A Test Suite for Efficient Robustness Evaluation of Face Recognition Systems
Ruihan Zhang, Jun Sun
TL;DR
The work tackles robustness evaluation for face recognition by addressing the inefficiency of pursuing extensive adversarial attacks and the impracticality of formal Lipschitz guarantees. It introduces RobFace, a search-free, system-agnostic framework that uses a pre-optimised test suite of transferable adversarial samples to rapidly estimate robustness across multiple perturbation spaces $p$-norms and natural transformations. The key contributions include constructing RobFace-01, demonstrating strong Pearson correlations ($r \approx 0.90$–$0.99$) with reference robustness across unseen systems, and achieving up to ~200x speedups while maintaining broad perturbation coverage and defense against adaptive attacks via seed randomisation. This approach enables scalable, agile robustness assessment in deployment pipelines and can be extended to other recognition tasks beyond face recognition.
Abstract
Face recognition is a widely used authentication technology in practice, where robustness is required. It is thus essential to have an efficient and easy-to-use method for evaluating the robustness of (possibly third-party) trained face recognition systems. Existing approaches to evaluating the robustness of face recognition systems are either based on empirical evaluation (e.g., measuring attacking success rate using state-of-the-art attacking methods) or formal analysis (e.g., measuring the Lipschitz constant). While the former demands significant user efforts and expertise, the latter is extremely time-consuming.

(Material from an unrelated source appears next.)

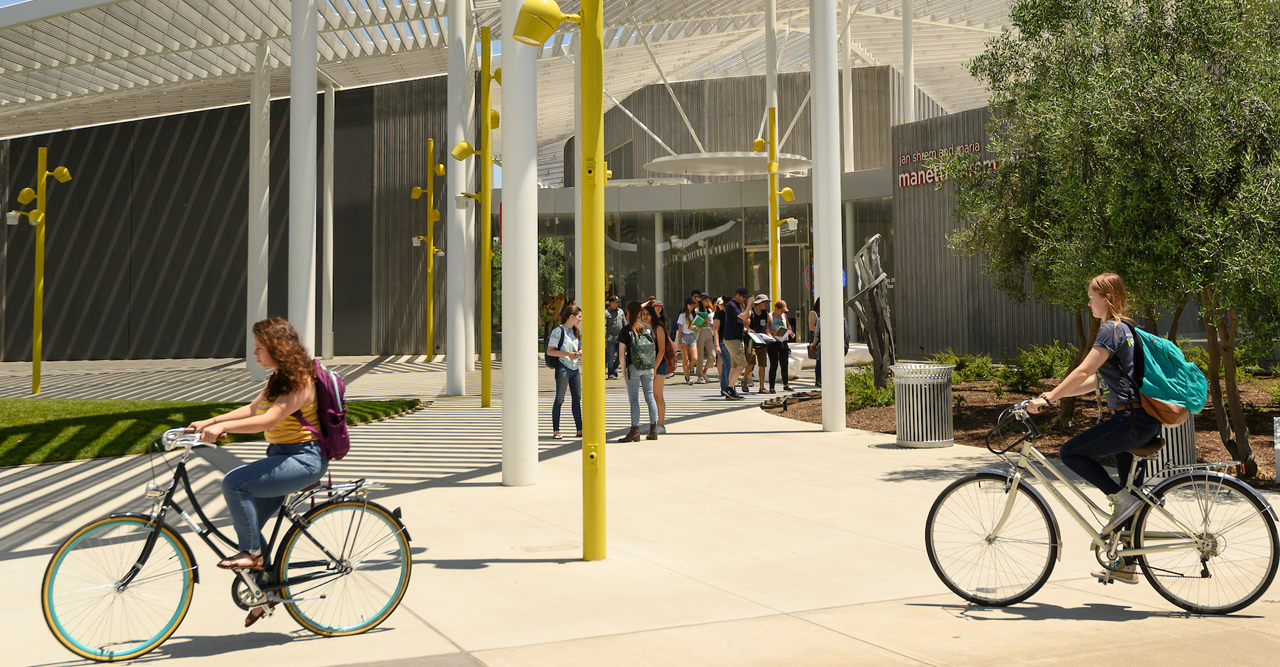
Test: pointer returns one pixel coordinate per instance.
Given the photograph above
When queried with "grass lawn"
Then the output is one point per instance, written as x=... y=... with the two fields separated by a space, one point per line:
x=42 y=430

In pursuit of a comprehensive, efficient, easy-to-use and scalable estimation of the robustness of face recognition systems, we take an old-school alternative approach and introduce RobFace, i.e., evaluation using an optimised test suite. It contains transferable adversarial face images that are designed to comprehensively evaluate a face recognition system's robustness along a variety of dimensions. RobFace is system-agnostic and still consistent with system-specific empirical evaluation or formal analysis. We support this claim through extensive experimental results with various perturbations on multiple face recognition systems. To our knowledge, RobFace is the first system-agnostic robustness estimation test suite.